Little Honesty on Chemical Safety
As parents, we spend a lot of time shopping for family essentials and a lot of time doing research to make sure the products we buy are the best for our kids. One key factor we all consider is safety – how does a car seat rank, is the SPF of this sunscreen high enough, will these outlet covers really stay in place – these are the types of questions running through our heads. For a growing population of parents, there’s a new question regarding safety – are the chemicals used to make this product safe for my baby? In my twenty years working with parents, when this issue comes up they frequently say “Everything I see on store shelves has to be safe – right? Or “It must be tested for safety, by some government agency or the store couldn’t sell it.”
Sadly, this trust is misplaced. While the U.S. government does require pretty thorough of testing for pharmaceuticals and ingredients in food (what goes IN our bodies), manufacturers are not required to test most of the ingredients in products like cosmetics and cleaners and household goods (what goes ON and AROUND us) before offering them for sale. As a result, the majority of the chemicals we’re exposed to every day have never been independently tested for safety. We are the guinea pigs and our babies are now born with over 200 of these industrial chemicals in their blood.
In fact, the law governing chemicals in consumer products, the Toxic Substances Control Act (TSCA), requires proof of “unreasonable” harm to human health or the environment before a manufacturer is required to submit safety tests or remove a chemical from its products. And proving “unreasonable” harm is so overwhelmingly difficult, ONLY 5 of the 85,000 industrial chemicals available for use today have been banned or restricted despite a growing body of science showing innumerable health risks. This “innocent until proven guilty” system ultimately places the burden on consumers to guard against these health risks – and that’s no easy task if you’re not a chemist or toxicologist. Clearly, this is a broken system.
TSCA became law back in 1976 and shockingly has not been amended since. Our understanding of toxic chemicals has grown by leaps and bounds since then, as has our exposure to chemicals as more and more new products come to market. Everything has changed, but TSCA has remained untouched – an antiquated law collecting more dust than safety data. The first significant changes to TSCA are imminent, with reform bills under consideration in both the House and Senate. Right now is a critical moment for protecting our children’s health and our future.
The existing standards for what goes IN our bodies versus what goes ON and AROUND them has created a lot of consumer confusion. And inspired a number of responses from manufacturers, my company included, who have committed to testing ingredients before including them in products like laundry detergent, shampoo and spray cleaners – products we use every day in our homes. But this is not enough.
Tens of millions of American children now face chronic diseases and illnesses – including cancer, autism, asthma, birth defects, ADD/ADHD, allergies, and learning/developmental disabilities. A growing body of research points to exposure to chemicals in everyday products as significant culprits in the increase in disease. We need a marketplace revolution to stop these trends, and to ensure that healthy and safe choices are accessible to all families. And this isn’t going to happen voluntarily. We need laws that protect our children, not industry’s bottom line.
Other countries have already adopted strong chemical regulations. In Europe, chemical safety rules put the burden of proof on chemical companies to show that their products are safe before they are allowed to sell them. It’s just common sense! This helps keep dangerous chemicals out of everyday products, and out of our air, water and food.
Here in the U.S., chemical companies are doing everything they can to undermine similar regulations that would require products to be tested for safety before going on sale. Their favored approach would allow for a much riskier “sell chemicals first, test them later” policy that can’t even be considered a bandage for the problem. It’s a laughable proposal.
They are also lobbying to eliminate vital state laws that are working to protect children and families from the toxic health threats posed by chemicals like bisphenol A (BPA) in plastics, formaldehyde in flooring, arsenic in rice and hundreds of other chemical hazards.
As if all that were not bad enough, under the reforms currently advocated by the chemical industry government incentives to create greener alternatives to toxic materials may flounder while chemical companies would be able to continue selling cheap, risky products for years before new regulations can be adopted under the byzantine structure that would ensue under their proposal.

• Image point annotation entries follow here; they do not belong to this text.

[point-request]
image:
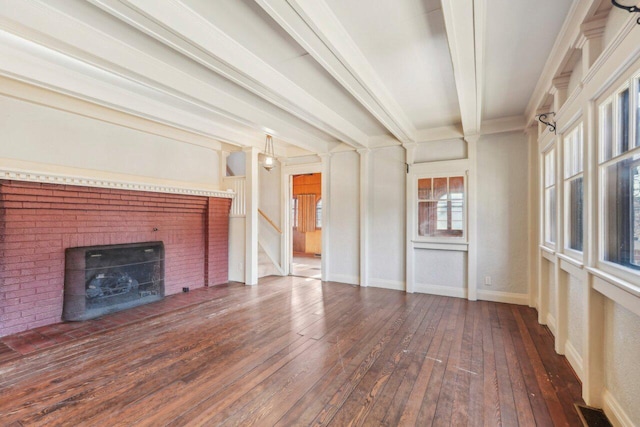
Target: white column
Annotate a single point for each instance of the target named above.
(472, 217)
(594, 302)
(326, 214)
(534, 242)
(251, 224)
(365, 155)
(411, 197)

New chemical safety rules should make it easier for all companies to find safer raw materials, yet their proposal could actually make things worse.
It would be tragic if Congress were to adopt “new” chemical safety rules that are a giant leap backwards in protecting children and families from toxic threats.

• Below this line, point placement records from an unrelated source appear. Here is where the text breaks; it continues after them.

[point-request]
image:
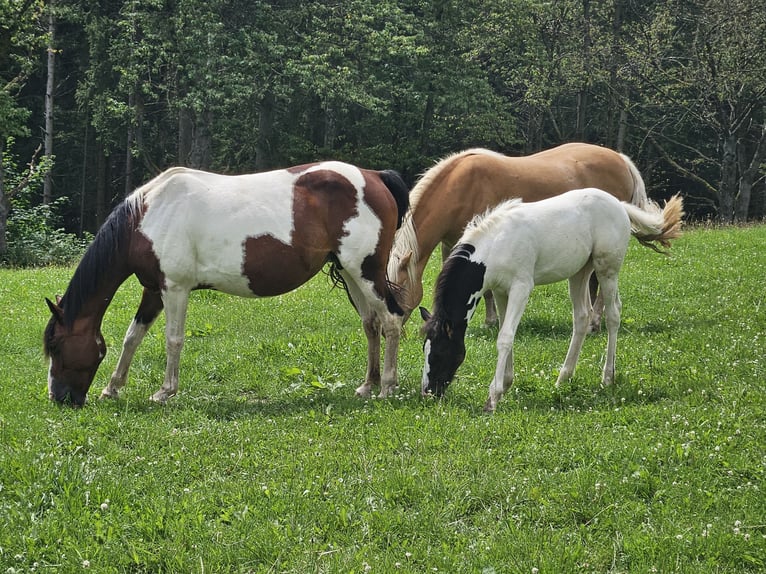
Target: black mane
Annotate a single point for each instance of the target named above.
(458, 280)
(109, 245)
(395, 184)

Thanks to consumer demand, the market for safer products is among the fastest growing segments in today’s economy. But there are still too many people who cannot afford the often more expensive, safer alternatives. Protection from harmful chemicals should not be based on economic class, but should be a health right for all Americans. If you agree, please join the movement for smart reform. Together, we can create greater awareness for this issue and ultimately inspire stronger chemical testing regulations that prioritize human health and safety.